Le YAGNI est un processus d'atténuation des risques. Il s'agit de travailler avec les besoins que vous connaissez plutôt qu'avec ceux que vous anticipez.
Peut-être que les services informatiques achètent en excès aujourd'hui parce qu'on leur attribue des budgets précis. Il est compréhensible que l'informatique se retrouve dans une course à la technologie, cherchant à mettre en œuvre tout ce qu'elle peut lorsque les caprices de l'entreprise lui sont favorables. Il s'agit cependant d'une très mauvaise pratique de gestion. Les entreprises doivent prendre conscience que d'importantes sommes d'argent sont gaspillées dans l'informatique, parce que l'informatique est contrainte de mettre en œuvre des systèmes en présumant d'un don de voyance, sur la base de budgets arbitraires fixés par l'entreprise sans aucun fondement dans le monde réel. L'informatique est contrainte d'acheter ce qu'elle peut « vendre » à l'entreprise sur la base de facteurs souvent très flous, et l'entreprise finance souvent l'informatique de manière tout à fait capricieuse. Cela crée une relation très malsaine entre l'entreprise et l'informatique, où l'informatique gaspille de l'argent parce qu'elle n'a guère le choix, et où l'entreprise considère l'informatique comme un gaspillage parce qu'on ne lui permet pas de fonctionner efficacement.

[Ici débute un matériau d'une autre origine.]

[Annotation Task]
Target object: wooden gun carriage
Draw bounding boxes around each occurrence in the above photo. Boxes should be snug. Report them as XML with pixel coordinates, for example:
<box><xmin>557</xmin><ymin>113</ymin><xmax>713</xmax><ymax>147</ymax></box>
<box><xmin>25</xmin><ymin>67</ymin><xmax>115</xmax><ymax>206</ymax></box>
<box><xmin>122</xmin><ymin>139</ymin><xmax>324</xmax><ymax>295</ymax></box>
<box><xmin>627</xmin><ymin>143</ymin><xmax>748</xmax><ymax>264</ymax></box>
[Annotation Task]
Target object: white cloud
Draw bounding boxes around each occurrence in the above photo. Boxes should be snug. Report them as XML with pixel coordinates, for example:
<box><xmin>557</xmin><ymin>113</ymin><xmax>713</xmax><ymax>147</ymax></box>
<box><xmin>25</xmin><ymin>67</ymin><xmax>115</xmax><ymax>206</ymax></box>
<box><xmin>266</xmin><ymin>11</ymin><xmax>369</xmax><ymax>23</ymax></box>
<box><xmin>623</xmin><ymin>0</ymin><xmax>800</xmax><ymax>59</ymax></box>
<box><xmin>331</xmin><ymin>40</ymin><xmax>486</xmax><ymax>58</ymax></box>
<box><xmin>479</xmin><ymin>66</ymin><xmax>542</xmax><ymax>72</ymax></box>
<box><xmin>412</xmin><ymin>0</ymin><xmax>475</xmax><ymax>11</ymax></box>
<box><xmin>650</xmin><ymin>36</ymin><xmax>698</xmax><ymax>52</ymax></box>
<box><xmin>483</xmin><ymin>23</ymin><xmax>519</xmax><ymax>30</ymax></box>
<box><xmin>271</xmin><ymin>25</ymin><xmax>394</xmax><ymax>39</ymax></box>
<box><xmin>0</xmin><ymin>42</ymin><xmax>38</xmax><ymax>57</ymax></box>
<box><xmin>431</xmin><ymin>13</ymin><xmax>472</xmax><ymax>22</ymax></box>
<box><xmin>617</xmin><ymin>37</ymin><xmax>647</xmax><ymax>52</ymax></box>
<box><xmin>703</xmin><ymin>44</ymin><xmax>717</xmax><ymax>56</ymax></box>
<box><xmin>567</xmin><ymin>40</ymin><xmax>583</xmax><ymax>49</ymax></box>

Pour remédier à cette situation, l'entreprise et l'informatique doivent travailler ensemble. L'informatique doit se comporter davantage comme une unité dotée d'un sens des affaires, et l'entreprise doit s'appuyer sur l'informatique pour obtenir des conseils, sans recourir à une budgétisation fondée sur des prédictions ni s'enliser dans le choix d'approches technologiques sans comprendre techniquement les conséquences de ces choix. L'informatique doit pouvoir faire confiance à l'entreprise pour prendre des décisions financières logiques, et l'entreprise doit pouvoir faire confiance à l'informatique pour prendre des décisions technologiques logiques dans l'intérêt de l'entreprise. L'entreprise oriente l'informatique, l'informatique rend l'entreprise possible. C'est une relation symbiotique. Si l'entreprise insiste pour que l'informatique fasse des prédictions et fonctionne avec des budgets fixes, l'informatique continuera d'être contrainte de trop dépenser et de surdimensionner les architectures chaque fois que possible, dans l'espoir d'être préparée pour demain, lorsque le budget pourrait ne pas être approuvé. Si l'on faisait confiance à l'informatique pour demander ce dont elle a besoin, et à l'entreprise pour financer les besoins technologiques au moment opportun, les deux pourraient fonctionner plus efficacement pour le bien commun.
À retenir : n'investissez pas trop tôt, vous ne savez pas ce que la technologie ou l'entreprise fera demain.